Prototype’s original venue at 460 Melwood Ave. in Oakland is used for co-working and select equipment use — screen printing and hat and T-shirt presses, among other things. The second location, at 7800 Susquehanna St. in Homewood, is partnered with the University of Pittsburgh’s Manufacturing Assistance Center and features state-of-the-art equipment.
Prototype also hosts workshops and programs aimed at serving marginalized women in marginalized communities. Residents of Homewood and Wilkinsburg, for instance, can attend workshops for free. (For everyone else, the cost is a suggested donation of $10.)
Prototype has partnered with organizations run by black women, including the Hill District’s Ujamaa Collective, which focuses on economic development and hosts a cooperative store with goods made by members of the African Diaspora, and Black Unicorn Project in Wilkinsburg, which elevates the voices of black women who are poets and writers.
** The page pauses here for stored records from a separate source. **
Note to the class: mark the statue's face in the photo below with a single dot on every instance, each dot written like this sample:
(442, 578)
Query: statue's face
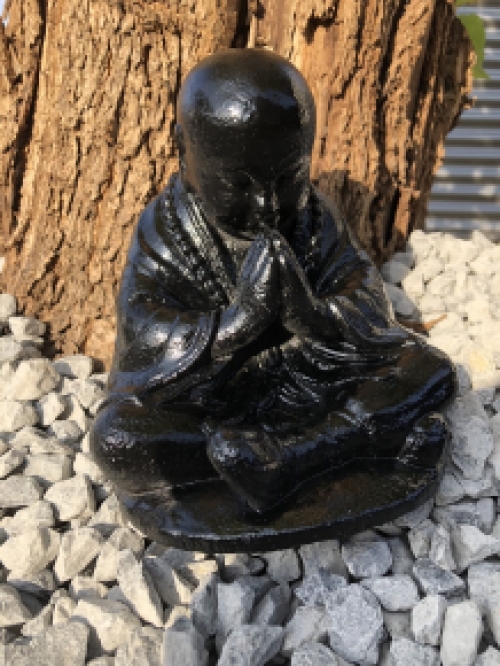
(245, 133)
(247, 180)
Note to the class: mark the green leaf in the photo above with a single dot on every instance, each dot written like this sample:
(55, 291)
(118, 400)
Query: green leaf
(474, 27)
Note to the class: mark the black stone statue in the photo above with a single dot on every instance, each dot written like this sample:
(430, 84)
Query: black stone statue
(256, 351)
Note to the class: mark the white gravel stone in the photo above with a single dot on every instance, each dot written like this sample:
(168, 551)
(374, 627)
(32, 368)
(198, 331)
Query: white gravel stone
(82, 587)
(138, 587)
(282, 565)
(18, 490)
(440, 551)
(11, 350)
(204, 606)
(84, 464)
(10, 461)
(427, 619)
(420, 538)
(490, 657)
(316, 585)
(36, 515)
(235, 603)
(402, 558)
(33, 378)
(106, 566)
(28, 553)
(8, 307)
(436, 580)
(472, 444)
(355, 624)
(15, 415)
(172, 587)
(39, 623)
(463, 628)
(68, 642)
(12, 609)
(306, 625)
(395, 593)
(404, 652)
(394, 271)
(110, 624)
(74, 367)
(78, 548)
(314, 654)
(471, 545)
(22, 327)
(71, 498)
(401, 303)
(367, 558)
(50, 407)
(183, 645)
(41, 584)
(251, 645)
(142, 647)
(48, 468)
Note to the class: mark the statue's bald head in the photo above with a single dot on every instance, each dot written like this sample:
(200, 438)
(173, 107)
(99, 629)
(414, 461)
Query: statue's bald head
(247, 91)
(246, 122)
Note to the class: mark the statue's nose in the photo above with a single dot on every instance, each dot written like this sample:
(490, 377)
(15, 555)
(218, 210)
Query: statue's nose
(267, 202)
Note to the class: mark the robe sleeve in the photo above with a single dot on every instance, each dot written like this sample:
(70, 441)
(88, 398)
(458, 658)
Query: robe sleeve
(351, 289)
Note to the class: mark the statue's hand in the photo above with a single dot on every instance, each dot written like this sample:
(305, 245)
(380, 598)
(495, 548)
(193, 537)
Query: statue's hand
(256, 302)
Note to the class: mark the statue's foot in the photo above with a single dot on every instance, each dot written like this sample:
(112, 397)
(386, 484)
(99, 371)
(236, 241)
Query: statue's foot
(265, 471)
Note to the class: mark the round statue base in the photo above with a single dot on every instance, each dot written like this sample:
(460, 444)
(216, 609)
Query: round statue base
(208, 517)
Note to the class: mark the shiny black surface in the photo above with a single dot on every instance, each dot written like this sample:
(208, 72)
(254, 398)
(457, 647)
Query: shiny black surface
(255, 345)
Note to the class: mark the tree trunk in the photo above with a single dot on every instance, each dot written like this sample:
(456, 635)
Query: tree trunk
(87, 106)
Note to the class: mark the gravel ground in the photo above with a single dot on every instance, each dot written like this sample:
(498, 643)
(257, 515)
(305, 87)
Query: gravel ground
(79, 585)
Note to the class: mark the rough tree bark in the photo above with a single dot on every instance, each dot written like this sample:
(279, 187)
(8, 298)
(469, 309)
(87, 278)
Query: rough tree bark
(87, 106)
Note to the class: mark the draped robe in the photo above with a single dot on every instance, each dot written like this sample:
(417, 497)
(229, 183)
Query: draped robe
(359, 369)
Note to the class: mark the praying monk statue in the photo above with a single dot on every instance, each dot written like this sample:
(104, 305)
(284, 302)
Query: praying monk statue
(255, 341)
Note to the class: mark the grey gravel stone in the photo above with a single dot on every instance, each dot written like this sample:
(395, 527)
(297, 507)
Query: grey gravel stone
(14, 415)
(30, 552)
(463, 628)
(307, 624)
(435, 580)
(110, 624)
(355, 624)
(404, 652)
(471, 545)
(33, 378)
(490, 657)
(314, 654)
(395, 593)
(316, 585)
(483, 580)
(367, 558)
(274, 607)
(138, 587)
(12, 609)
(77, 366)
(183, 645)
(251, 645)
(323, 555)
(143, 647)
(78, 548)
(427, 619)
(204, 606)
(67, 641)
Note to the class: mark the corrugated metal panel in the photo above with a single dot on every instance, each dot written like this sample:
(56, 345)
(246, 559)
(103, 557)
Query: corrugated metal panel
(466, 191)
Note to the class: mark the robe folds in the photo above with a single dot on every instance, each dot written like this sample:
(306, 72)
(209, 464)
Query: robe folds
(166, 391)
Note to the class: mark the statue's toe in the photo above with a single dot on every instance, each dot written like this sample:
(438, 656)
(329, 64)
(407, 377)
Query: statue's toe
(426, 443)
(250, 463)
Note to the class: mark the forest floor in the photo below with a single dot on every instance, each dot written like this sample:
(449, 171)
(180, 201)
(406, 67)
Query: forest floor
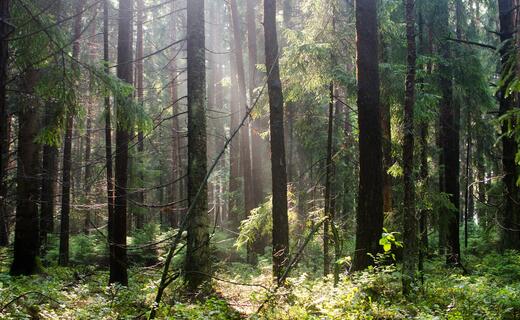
(491, 290)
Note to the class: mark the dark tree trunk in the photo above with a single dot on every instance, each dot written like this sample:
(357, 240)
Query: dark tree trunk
(450, 140)
(4, 121)
(26, 234)
(280, 232)
(108, 133)
(176, 137)
(410, 253)
(329, 209)
(423, 143)
(67, 151)
(197, 266)
(245, 159)
(370, 196)
(139, 219)
(118, 256)
(234, 149)
(510, 236)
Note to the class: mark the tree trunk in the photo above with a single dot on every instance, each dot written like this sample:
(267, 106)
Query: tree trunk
(245, 152)
(67, 151)
(410, 253)
(329, 209)
(370, 196)
(450, 140)
(197, 266)
(139, 219)
(510, 226)
(4, 121)
(118, 257)
(280, 232)
(26, 234)
(108, 135)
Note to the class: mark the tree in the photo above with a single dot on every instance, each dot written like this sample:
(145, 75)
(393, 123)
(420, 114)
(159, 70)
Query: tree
(118, 255)
(67, 149)
(509, 235)
(410, 253)
(139, 219)
(108, 135)
(449, 138)
(4, 121)
(370, 196)
(245, 152)
(26, 233)
(280, 231)
(197, 266)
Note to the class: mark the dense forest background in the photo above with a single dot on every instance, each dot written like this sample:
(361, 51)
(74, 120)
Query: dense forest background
(290, 159)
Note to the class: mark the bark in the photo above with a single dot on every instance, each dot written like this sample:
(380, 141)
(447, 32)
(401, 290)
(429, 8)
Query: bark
(510, 224)
(118, 257)
(67, 152)
(176, 137)
(234, 149)
(26, 234)
(108, 134)
(139, 219)
(450, 140)
(410, 252)
(329, 208)
(370, 196)
(4, 121)
(258, 144)
(245, 152)
(280, 232)
(197, 266)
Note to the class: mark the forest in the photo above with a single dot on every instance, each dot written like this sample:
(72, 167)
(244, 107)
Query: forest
(259, 159)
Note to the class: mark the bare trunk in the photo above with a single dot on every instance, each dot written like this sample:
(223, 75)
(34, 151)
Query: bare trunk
(370, 196)
(410, 253)
(197, 266)
(280, 232)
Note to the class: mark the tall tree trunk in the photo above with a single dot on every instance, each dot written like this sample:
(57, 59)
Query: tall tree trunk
(329, 209)
(280, 232)
(410, 253)
(108, 134)
(423, 142)
(256, 140)
(197, 266)
(88, 129)
(4, 121)
(245, 159)
(139, 219)
(370, 195)
(67, 151)
(118, 257)
(26, 234)
(450, 140)
(234, 149)
(510, 236)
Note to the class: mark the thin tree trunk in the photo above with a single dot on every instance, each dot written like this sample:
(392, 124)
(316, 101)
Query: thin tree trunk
(4, 121)
(370, 195)
(280, 232)
(118, 258)
(67, 152)
(139, 219)
(245, 152)
(108, 134)
(410, 252)
(197, 266)
(510, 234)
(26, 233)
(328, 184)
(450, 141)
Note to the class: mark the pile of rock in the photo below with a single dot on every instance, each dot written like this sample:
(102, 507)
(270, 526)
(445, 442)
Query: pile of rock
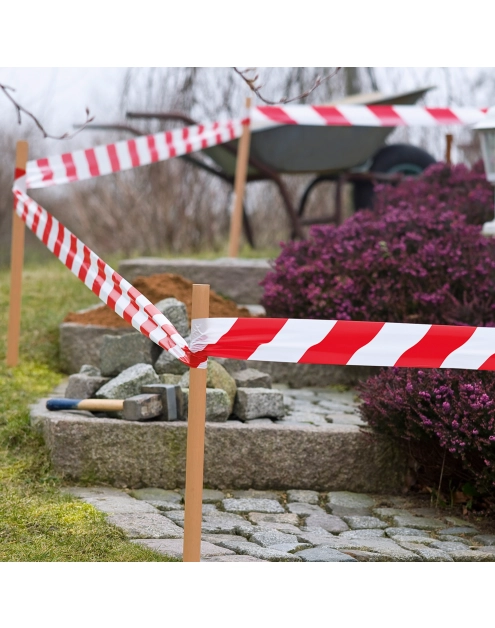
(134, 367)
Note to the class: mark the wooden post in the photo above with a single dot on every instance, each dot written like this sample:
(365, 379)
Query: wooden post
(195, 441)
(239, 185)
(16, 262)
(448, 148)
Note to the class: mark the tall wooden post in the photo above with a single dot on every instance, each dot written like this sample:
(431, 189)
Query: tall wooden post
(449, 138)
(195, 440)
(16, 262)
(239, 186)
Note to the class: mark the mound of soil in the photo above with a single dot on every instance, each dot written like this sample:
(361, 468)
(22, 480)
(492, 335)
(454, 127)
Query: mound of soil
(155, 288)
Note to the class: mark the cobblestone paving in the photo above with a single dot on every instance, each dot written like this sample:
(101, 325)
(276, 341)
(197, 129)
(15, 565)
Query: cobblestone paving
(317, 407)
(295, 526)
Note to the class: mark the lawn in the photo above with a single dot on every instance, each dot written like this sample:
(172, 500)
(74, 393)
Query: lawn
(37, 521)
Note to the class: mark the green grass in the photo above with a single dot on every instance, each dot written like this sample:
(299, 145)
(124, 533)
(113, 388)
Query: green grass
(37, 521)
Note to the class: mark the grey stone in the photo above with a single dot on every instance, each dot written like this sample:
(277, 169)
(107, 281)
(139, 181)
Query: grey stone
(172, 399)
(448, 546)
(485, 539)
(89, 370)
(118, 353)
(176, 312)
(428, 554)
(393, 532)
(165, 506)
(349, 503)
(458, 522)
(267, 538)
(217, 404)
(315, 536)
(459, 530)
(255, 494)
(148, 494)
(146, 526)
(128, 383)
(135, 454)
(252, 378)
(247, 505)
(261, 518)
(324, 554)
(453, 539)
(142, 407)
(381, 546)
(364, 522)
(168, 364)
(234, 558)
(472, 556)
(423, 540)
(288, 528)
(111, 501)
(362, 534)
(83, 386)
(290, 547)
(306, 497)
(331, 523)
(253, 549)
(175, 547)
(388, 513)
(304, 509)
(254, 403)
(420, 523)
(80, 344)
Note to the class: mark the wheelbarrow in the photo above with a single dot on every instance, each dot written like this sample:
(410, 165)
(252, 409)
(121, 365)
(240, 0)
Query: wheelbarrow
(357, 155)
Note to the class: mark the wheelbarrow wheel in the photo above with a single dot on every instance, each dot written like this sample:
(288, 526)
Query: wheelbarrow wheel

Prototype also hosts an incubator program that works with five women-owned companies and provides small businesses with resources and mentorship. It introduces its member businesses to accountants, lawyers and other small business owners.
One of those companies is Meagan Koleck’s Dumpstar Media, which focuses on queer identity through film. Another company, owned by Gabrielle Haywood, produces a KneeKini, a bikini swimsuit that offers more leg coverage. Haywood’s business was recently accepted into renowned accelerator AlphaLab. Gatz says Prototype can’t take all the credit for their triumph, but she believes it has helped to create the conditions the small businesses needed to succeed.
Gatz says Prototype strives to not only uplift marginalized women in the tech sector, but also to call attention to the systemic injustices ingrained into our culture.
“A lot of what we do is not about looking at gender as it exists in a vacuum but rather looking at how different women are disproportionately underrepresented or oppressed in larger society,” Gatz says.